The short answer is he over comes adversity. He’s put into a situation where the easiest path is to give up, but there is something inside him that drives him on, to continue even when others gives up. So while the odds are against him, he would rather fail doing something that is right or something he believes than never try at all. Heroes have hope when all others have no hope.
That type of hero turns my head and heats my blood right up. Wowser! Someone I might never would have thought was attractive suddenly has me salivating.
The longer answer depends on which hero draws you in. You have the flawed characters, redeemed by either love or their own drive. The superheroes, obviously. You have the unsung heroes, the unknown heroes, the regular guy heroes. The heroes of unusual size. Frodo anyone? Die Hard gave us John McClane, a balding middle aged guy who wasn’t the Fabio cover model, but his strength and perseverance made him super sexy. And some might argue with me about this but Christian Bale’s performance in The Machinist was such a flawed person that his redemption at the end turned him into someone that opened our own eyes to our flaws.
Of course, seeing the eye candy heroes on screen is nothing to sneeze at. What red-blooded heterosexual woman didn’t backtrack every time Thor’s chest was bare? Or the desperate kiss Aragorn gives to Arwen? Or Channing Tatum’s ass? Just to make a side note here, I actually did a little research for variety for this blog and there’s a website titled Hot Men of Hollywood (on tumblr) that I got a little distracted by. Perhaps I’m a little shallow for my own personal type of hero. (wink, wink)
Heroes between the pages aren’t that much different than their counterparts on screen, except instead of visual we have to use our imagination. In my opinion, that’s a little bit sexier because we can incorporate our own fantasy man into the scenario. My favorite literary heroes are the men who start off as shallow or cold and become better men through love. Lisa Kleypas writes these types of heroes awesomely (is that a word?). My favorites: Sebastian, Lord St. Vincent from Devil in Winter & Nickolas from Prince of Dreams.
Then again, sometimes the anti-hero is the best type of hero. Spike from "Bufffy" was a great anti-hero.
Call me crazy, but I always loved the bad boy, the not-quite-sterling-hero. My first crush was a cartoon character named Jason from Battle of the Planet, a Japanese animation brought over to the US in the late 70’s, early 80’s. And there was Han Solo, of course. Forget Luke.
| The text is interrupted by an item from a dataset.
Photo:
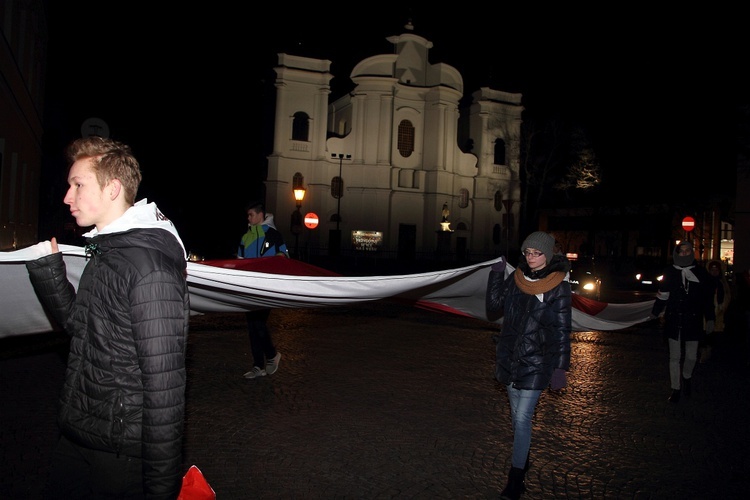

I would even root for some of the secondary characters in books, like Ramsey O’Keefe in Amy J. Fetzer’s My Timeswept Heart.
Writing a bad boy is a delicate balance of keeping that heart of gold while at the same time having him make terrible choices. I want my reader to want to reach into the book and shake him silly. In my book Dreamland, Dicen Burke is one such character. He’s a rock star that crashes down to Earth when he overdoses. While in a coma, he travels to 1927 and meets Juliet, who makes him realize that he has to confront his demons. Luckily, he wises up without losing what made him so appealing to begin with. If the readers love him and hate him (at times), well then, I’ve done my job.